Kendalikan Impor Jagung, Bulog Gandeng Importir

Muhammad Idris - detikFinance
Senin, 10 Agu 2015 18:02 WIB
Kendalikan Impor Jagung, Bulog Gandeng Importir
Jakarta - Perum Bulog dan Gabungan Pengusaha Makanan Ternak (GPMT) melakukan penandatangan kerjasama (MoU) terkait pengaturan dan pengawasan impor jagung. Hal ini untuk memastikan impor jagung sesuai dengan kebutuhan industri pakan ternak.

Ketua Umum GPMT Sudirman mengatakan, kerjasama ini dilakukan agar Bulog ikut mengawasi proses impor jagung untuk kebutuhan ternak agar tidak merusak harga jagung pada petani.

“Karena ada distrust antara Menteri Pertanian dan pengusaha, maka harus ada pihak ketiga yang menjembatani dalam hal ini Bulog.
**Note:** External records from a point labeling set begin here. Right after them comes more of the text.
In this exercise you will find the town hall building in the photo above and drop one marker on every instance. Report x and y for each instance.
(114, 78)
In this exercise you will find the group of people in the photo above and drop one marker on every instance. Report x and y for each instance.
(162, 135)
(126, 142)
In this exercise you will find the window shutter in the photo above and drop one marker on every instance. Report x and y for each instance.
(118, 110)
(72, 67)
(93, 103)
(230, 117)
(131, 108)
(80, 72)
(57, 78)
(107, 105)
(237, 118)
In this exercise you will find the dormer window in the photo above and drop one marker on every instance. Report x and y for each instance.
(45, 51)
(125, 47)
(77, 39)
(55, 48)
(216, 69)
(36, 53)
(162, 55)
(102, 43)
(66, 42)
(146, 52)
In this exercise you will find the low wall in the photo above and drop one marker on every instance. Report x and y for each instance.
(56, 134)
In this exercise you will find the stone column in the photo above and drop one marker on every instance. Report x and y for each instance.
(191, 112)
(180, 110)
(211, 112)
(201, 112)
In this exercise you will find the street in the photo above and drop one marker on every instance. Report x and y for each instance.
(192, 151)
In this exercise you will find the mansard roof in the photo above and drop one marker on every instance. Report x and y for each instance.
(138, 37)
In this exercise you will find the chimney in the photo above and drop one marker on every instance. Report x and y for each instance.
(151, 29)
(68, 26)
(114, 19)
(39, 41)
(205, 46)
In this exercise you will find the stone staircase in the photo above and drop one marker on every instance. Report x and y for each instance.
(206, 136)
Buat industri pakan ternak, ini memang bukan hal yang ditutup-tutupi karena semua transparan,” ujar Sudirman di Kantor Bulog, Senin (10/8/2015).

SCROLL TO CONTINUE WITH CONTENT

Penandatangan kerjasama ini merupakan buntut larangan mendadaka pihak Kementerian Pertanian yang tidak mengizinkan jagung impor masuk Indonesa awal Agustus 201. Kementan beralasan, jagung impor tersebut akan menggangu harga jagung di petani lokal, apalagi Indonesia mampu mengekspor jagung.

Akibat larangan tersebut, sebanyak 483.185 ton jagung impor sempat tertahan di pelabuhan. Kementan akhirnya mengizinkan jagung impor itu dibongkar di pelabuhan dengan syarat ada pengawasan dari Bulog.

Ditemui di tempat yang sama, Direktur Utama Bulog Djarot Kusumayakti mengatakan, pengawasan importasi jagung perlu dilakukan agar jagung petani dalam negeri bisa terserap pengusaha pakan ternak. Dalam kerjasama tersebut, pihaknya hanya memberikan rekomendasi impor jagung untuk Kementan.

“Artinya hanya rekomendasi saja. Ini lagi dibahas. Hanya rekomendasikan impor. Intinya bahwa kalau di petani ada stok sebaiknya jangan impor. Syukur nggak perlu impor, bicara petani kan bicara ketahanan negara. Kalau petani senang kan petani bisa hidup makmur,” katanya.

Djarot pernah mengatakan siap menjadi pengendalia harga jagung di dalam negeri, dengan menyerap jagung lokal. Tugas baru Bulog ini untuk menjaga keseimbangan harga dan pasokan jagung di dalam negeri.

"Kami tidak ingin pabrik pakan rugi. Di sisi lain kita tidak ingin petani jagung menanam lalu panen dibeli dengan harga murah. Sehingga kami ditugaskan untuk mengendalikan," katanya.

Ia mengatakan jagung lokal harus dibeli harga wajar oleh industri pakan ternak. Apabila pabrik pakan sudah beli harga jagung lokal dengan harga sesuai, maka impornya bisa kembali dibuka.

"Selama ini harga jagung lokal murah bahkan tidak dibeli. Hari kemarin saya sudah siapkan 80 ton daging untuk OP (operasi pasar) Bulog," katanya.